Transaction Design — ACID / Eventual Consistency / Saga / Outbox

About this article

This article is the sixth deep dive in the “Software Architecture” category of the Architecture Crash Course for the Generative-AI Era series, covering transaction design.

The mechanism that guarantees “all-succeed-or-all-undo” — the design core that prevents money-disappearing or money-appearing accidents like bank transfers. The article covers ACID properties, isolation levels, distributed transactions, eventual consistency, Saga / Outbox patterns, the CAP theorem, and idempotency, with axes for sorting consistency level per business need.

What keeps “money from disappearing”

Transaction design decides “which data needs what granularity of consistency” in the system. Some data — bank-account balances — needs strict consistency; some — SNS “like counts” — can drift slightly without harm. Applying maximum consistency to everything makes the system too heavy; sorting precision per business need is the design core.

It must be considered together with overall structure (especially microservices). If 1 DB is enough, ACID alone suffices; whether you can lean on a configuration that avoids distributed transactions ties directly to operational cost.

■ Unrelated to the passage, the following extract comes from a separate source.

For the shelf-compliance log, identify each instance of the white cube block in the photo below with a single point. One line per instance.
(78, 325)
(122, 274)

Consider it together with overall structure. If 1 DB is enough, ACID alone is enough.

ACID properties

The classic transaction guarantee RDBMSes have offered for decades is ACID — four properties whose initials guarantee data integrity strongly.

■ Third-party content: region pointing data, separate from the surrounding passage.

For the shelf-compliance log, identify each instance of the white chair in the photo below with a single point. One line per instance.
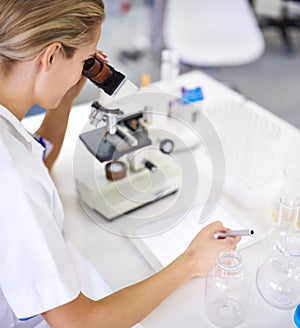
(212, 33)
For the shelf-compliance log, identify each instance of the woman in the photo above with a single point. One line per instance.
(43, 46)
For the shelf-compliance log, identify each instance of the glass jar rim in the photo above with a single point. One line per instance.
(283, 248)
(230, 261)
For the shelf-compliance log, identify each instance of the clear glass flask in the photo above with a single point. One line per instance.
(288, 213)
(227, 290)
(278, 277)
(290, 186)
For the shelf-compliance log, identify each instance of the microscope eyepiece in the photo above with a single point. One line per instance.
(103, 75)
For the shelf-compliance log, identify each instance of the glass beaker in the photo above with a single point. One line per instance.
(290, 187)
(227, 290)
(288, 213)
(278, 277)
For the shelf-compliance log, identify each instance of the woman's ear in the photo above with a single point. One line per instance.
(50, 55)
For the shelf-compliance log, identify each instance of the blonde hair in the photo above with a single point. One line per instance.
(29, 26)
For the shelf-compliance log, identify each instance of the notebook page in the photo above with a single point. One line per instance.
(166, 246)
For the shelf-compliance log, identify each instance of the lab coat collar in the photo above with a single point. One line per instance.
(21, 131)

ACID matters because applications’ biggest losses come from “money / inventory / order data inconsistency.” Once data drifts, root-cause investigation, correction, and customer-facing costs balloon, shaking trust in the entire business.

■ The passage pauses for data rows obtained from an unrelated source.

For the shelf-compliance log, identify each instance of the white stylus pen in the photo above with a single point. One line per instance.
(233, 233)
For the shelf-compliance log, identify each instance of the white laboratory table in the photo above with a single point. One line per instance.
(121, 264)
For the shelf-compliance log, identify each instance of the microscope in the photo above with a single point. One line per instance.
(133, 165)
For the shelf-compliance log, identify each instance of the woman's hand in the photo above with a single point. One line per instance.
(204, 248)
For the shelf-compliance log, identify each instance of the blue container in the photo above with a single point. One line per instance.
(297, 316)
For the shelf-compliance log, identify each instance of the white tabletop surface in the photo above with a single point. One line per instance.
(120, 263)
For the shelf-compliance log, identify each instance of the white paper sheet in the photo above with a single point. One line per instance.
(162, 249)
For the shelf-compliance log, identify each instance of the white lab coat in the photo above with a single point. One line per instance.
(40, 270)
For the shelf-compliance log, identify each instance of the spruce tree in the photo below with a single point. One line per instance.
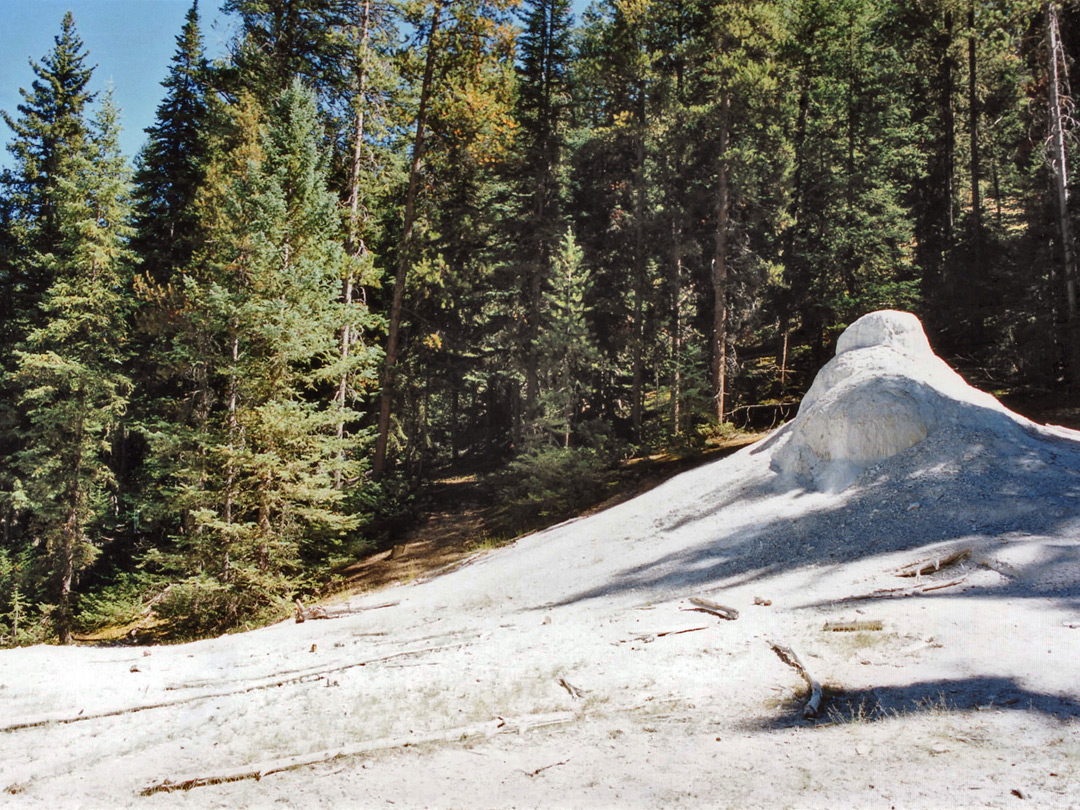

ACID established with RDB development from the 1970s, designed assuming “strong integrity guaranteed within one DB.” It worked perfectly when servers and DBs were one machine each. In the cloud-era distributed environment, maintaining ACID across multiple DBs and services requires locking all nodes; one network outage stops everything, making it operationally impractical. That’s why eventual consistency and Saga (covered later) emerged.

Property	Substance
Atomicity	All-or-nothing; no partial state
Consistency	Always fail on constraint violations
Isolation	Concurrent execution doesn’t interfere
Durability	Committed data survives failures

Within a single DB, ACID is solidly sufficient — the default for finance, accounting, inventory, and other strong-consistency-required businesses.

Isolation levels

In ACID, the realistic trade-off with performance is “I” (Isolation). The level you pick determines how strictly other transactions are kept apart. Stricter raises consistency but lowers concurrent performance.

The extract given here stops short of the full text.